Librosa Audio Analysis - Extractable Elements

About This Reference

This page visualizes the key audio features that librosa can extract from music and audio files. Each visualization was generated from a 5-second trumpet sample using the analysis script.

Location: music-analysis/audio_analysis.py — run with your own audio files.

Feature Summary Dashboard

Complete overview showing all extractable features in one view. Includes waveform, spectrogram, chromagram, MFCCs, and spectral centroid with audio statistics.

File: 00_feature_summary.png

01. Waveform

Raw amplitude over time. The fundamental representation of audio — amplitude vs time. Shows the "shape" of the sound wave.

librosa.load(), amplitude values

02. Spectrogram

Frequency content over time. Shows which frequencies are present at each moment. Brighter colors = more energy. Reveals harmonics, overtones, and spectral structure.

librosa.stft(), librosa.amplitude_to_db()

03. Chromagram

Musical pitch classes over time. Shows which notes (C, C#, D, etc.) are present. Invariant to octave — C4 and C5 both appear as "C". Useful for chord detection and key analysis.

librosa.feature.chroma_stft()

04. Beat Tracking

Tempo estimation and beat detection. Shows onset strength (energy spikes) and detected beat positions. Output: BPM and beat timestamps for rhythm analysis.

librosa.beat.beat_track()

05. Spectral Features

Three key spectral descriptors: Centroid ("brightness"), Rolloff (frequency threshold), and Bandwidth (spread). Describe the timbral quality and frequency distribution.

librosa.feature.spectral_centroid/rolloff/bandwidth

06. Spectral Contrast

Difference between spectral peaks and valleys per octave band. High contrast = clear harmonic structure; Low contrast = noisy/flat spectrum. Good for genre classification.

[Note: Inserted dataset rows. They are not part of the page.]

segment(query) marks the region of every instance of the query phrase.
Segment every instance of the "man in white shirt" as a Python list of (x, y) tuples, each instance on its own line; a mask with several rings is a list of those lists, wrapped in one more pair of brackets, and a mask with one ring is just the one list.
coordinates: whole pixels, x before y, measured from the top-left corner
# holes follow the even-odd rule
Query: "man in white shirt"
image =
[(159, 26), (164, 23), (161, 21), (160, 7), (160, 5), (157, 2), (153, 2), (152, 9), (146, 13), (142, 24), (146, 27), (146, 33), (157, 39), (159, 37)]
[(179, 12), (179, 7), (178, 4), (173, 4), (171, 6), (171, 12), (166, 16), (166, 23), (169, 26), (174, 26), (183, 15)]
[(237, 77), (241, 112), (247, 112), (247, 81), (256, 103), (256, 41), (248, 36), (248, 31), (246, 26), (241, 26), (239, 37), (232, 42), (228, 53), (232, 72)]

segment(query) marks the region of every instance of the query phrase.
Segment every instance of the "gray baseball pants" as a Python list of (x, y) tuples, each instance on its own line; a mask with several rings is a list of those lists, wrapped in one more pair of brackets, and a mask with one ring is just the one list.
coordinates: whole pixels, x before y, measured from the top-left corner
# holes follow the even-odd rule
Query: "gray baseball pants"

librosa.feature.spectral_contrast()

07. MFCCs

Mel-Frequency Cepstral Coefficients — the "fingerprint" of timbre. Captures how we perceive sound (human hearing is logarithmic). Used in speech recognition, music genre classification, and instrument identification.

librosa.feature.mfcc(), librosa.feature.delta()

08. Zero Crossing Rate

Rate at which the signal changes sign. High ZCR = noisy/percussive sounds; Low ZCR = tonal/sustained sounds. Simple but effective for distinguishing speech vs music, or drums from melody.

librosa.feature.zero_crossing_rate()

09. RMS Energy

Root Mean Square energy — perceived loudness over time. Smooths the amplitude to show overall energy envelope. Useful for detecting silence, loud sections, or for visualization.

librosa.feature.rms()

10. Harmonic/Percussive Separation

Source separation using HPSS (Harmonic-Percussive Source Separation). Separates sustained tones (melody, chords) from transient attacks (drums, plucks). Enables isolated analysis of melody or rhythm.

librosa.effects.hpss()

Feature	Use Case	Type
Waveform	Basic visualization, amplitude analysis	Time Domain
Spectrogram	Frequency analysis, harmonic detection	Frequency Domain
Chromagram	Chord detection, key analysis	Musical
Beat Tracking	Tempo estimation, rhythm section analysis	Rhythm
Spectral Features	Timbre description, brightness analysis	Timbre
MFCCs	Speech recognition, genre classification	Timbre
Zero Crossing	Noise vs tone discrimination	Time Domain
RMS Energy	Loudness analysis, silence detection	Time Domain
HPSS	Source separation, melody vs drums	Separation